May 25 (~07:50 – ~18:30)
After Alex Hole Spring – Siskiyou Gap Dirt Road (18.5 mi / Total: 1702.0 mi)
Total PCT miles: 884.2
Weather: Clear, not too hot or cold. Sunny spots in the morning, overcast and foggy in the afternoon. Storm with strong wind and snow once I set up my tent at night.
I wake up to sun. I’m on top of a mountain, surrounded by snow, and I have just enough reception to message some friends and family: it’s my birthday. I text Speedy as well, and she responds, telling me her and Prince have decided to leave the trail for good, and are going bikepacking instead. Happy birthday to me. But I can’t say I’m surprised. I knew this was going to happen, especially with me not being around. It’s not surprising they’re sick of the snow just like everyone else, Prince has been talking about Plan B’s ever since we met him, and now is the perfect opportunity to convince Speedy to go off trail with him.
I feel a bit daunted by the prospect of spending the rest of the day in snow, but try and stay positive. It’s my birthday after all and so far, it hasn’t been too bad. When I begin my day the snow is still compact and it’s easy to walk on with my microspikes. I hardly get any break though, the fields of snow seem endless, and some giant bear prints mark the snow. The skies are clear, and I have gorgeous views onto a snowy peak in the distance, although I never find out which mountain it actually is.
I follow the footprints from the people who passed before me, sometimes losing them in the forest, and I feel like I’m going round and round in circles as I try to locate them again. I run into a southbounder who warns me about a vertical slope created by snow drifts I’ll need to navigate down, and he tells me there’s a large group of hikers behind him.
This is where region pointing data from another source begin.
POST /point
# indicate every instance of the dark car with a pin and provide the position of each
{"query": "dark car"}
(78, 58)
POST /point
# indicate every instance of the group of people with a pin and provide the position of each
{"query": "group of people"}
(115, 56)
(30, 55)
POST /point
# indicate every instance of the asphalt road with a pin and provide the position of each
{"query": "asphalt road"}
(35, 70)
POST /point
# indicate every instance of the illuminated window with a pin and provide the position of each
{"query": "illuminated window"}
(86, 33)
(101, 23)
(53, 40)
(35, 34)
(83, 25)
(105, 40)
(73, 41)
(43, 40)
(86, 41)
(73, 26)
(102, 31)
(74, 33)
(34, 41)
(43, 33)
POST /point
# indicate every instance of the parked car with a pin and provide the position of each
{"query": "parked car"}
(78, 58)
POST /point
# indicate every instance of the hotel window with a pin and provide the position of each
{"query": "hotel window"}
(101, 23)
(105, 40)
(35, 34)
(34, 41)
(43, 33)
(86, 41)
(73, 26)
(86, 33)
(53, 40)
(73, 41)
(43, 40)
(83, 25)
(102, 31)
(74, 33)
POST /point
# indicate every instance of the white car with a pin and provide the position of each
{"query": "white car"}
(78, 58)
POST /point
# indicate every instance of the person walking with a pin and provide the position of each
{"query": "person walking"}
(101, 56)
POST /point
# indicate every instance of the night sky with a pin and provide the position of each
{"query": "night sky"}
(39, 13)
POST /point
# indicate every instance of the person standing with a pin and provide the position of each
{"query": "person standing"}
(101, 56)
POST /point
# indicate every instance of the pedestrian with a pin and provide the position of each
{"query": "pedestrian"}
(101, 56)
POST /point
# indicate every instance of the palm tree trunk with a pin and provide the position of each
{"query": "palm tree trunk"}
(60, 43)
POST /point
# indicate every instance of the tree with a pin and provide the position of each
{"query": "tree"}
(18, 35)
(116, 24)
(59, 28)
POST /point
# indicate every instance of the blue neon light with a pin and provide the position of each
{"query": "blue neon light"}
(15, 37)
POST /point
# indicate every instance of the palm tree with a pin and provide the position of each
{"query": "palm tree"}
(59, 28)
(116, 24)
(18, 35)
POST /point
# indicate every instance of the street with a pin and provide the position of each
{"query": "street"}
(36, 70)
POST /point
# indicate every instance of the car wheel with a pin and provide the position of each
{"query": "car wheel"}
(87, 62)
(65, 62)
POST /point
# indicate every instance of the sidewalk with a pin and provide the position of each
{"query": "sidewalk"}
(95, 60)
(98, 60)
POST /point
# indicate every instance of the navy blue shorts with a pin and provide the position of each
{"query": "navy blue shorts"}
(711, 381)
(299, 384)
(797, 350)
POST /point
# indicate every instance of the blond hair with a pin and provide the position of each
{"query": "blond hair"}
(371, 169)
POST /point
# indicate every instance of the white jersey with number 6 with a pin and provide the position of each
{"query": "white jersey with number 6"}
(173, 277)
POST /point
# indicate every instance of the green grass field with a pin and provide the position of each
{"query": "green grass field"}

Next the trail descends into a beautiful forest with green meadows. The snow is gone. There are quite a few clear miles, and I realise the snow is definitely not as bad as I’ve been told. This is where I pass the California and Oregon border. It’s a huge landmark for PCT hikers to move into the next state after almost 1700 miles, although it means little to me, as I skipped half of California to get here. Still, I take some pictures and enjoy the beautiful trail, away from the snow. I sign the trail book and see Prince’s message about giving up on the trail. One of the many defeated. I check the date – they’re actually only about ten miles ahead of me.
When I head back up towards the snowy ridge I make my first mistake. The footsteps go in two different directions, and I follow the ones that line up with the actual trail. I shouldn’t have – I find myself sidling along a precariously steep mountainside, littered with bushes, and realise the marks in the snow are old, and only a few people pushed through here. It’s difficult to find my footing and I keep sidling up and down, switching elevation, generally not knowing where to go. I push through the thick vegetation and make slow progress, until I decide to give up, or I’ll never get anywhere today.
I presume the other footsteps followed the ridge instead, so I pull myself up the steep mountainside, postholing and sliding down in the snow, but never find them once I finally get there. I’m confused. I’m looking out over a large valley and see faint lines of trail below me. Did they go off trail and follow the valley as opposed to skirt around the mountain? I decide to try it – I backtrack, follow an snowy trail down a steep slope and regret it immediately. There are no footsteps here. It’s just me, way off the PCT. It feels wrong, but by now it’s too late and I just need to push though. The snow is just as thick as anywhere else here, and it’s a slog to find the snow-covered dirt road and follow it back up, to where it connects with the PCT.
When I’m reunited with the trail, I’m relieved. I’m back where I’m supposed to be. With my detour I never faced that vertical wall of snow, and I never saw those other hikers. I’m happy to continue on my way but immediately make my next mistake. The trail leads into a forest and appears to be free of snow, while all the footsteps trudge through thick snow around the other side of the mountain. I assume it’s because it made sense to the southbounders, and I decide to follow the actual trail into the forest. Soon enough the trail disappears, and the mountainside is a steep slope covered in snow drifts. It takes about an hour to cover just a few miles, and it’s a frustrating stretch, climbing up and down and up and down, the drifts like tiny hills in between the trees, always just a little too steep, no matter what direction you go into.
When I finally join the other footsteps again, I follow them along the dirt road. No one has opted for the trail, and this time I’m trusting the steps ahead of me. The snow is a little patchy here, until it actually clears up, and I find a spot to camp just off the dirt road, under a tree, in an open field. When I get inside my tent, the storm begins. I feel a strong wind hitting me from the side and I try and block the gusts from coming inside my tent by putting food bags up against the inner net, while I watch snow flakes fall all night.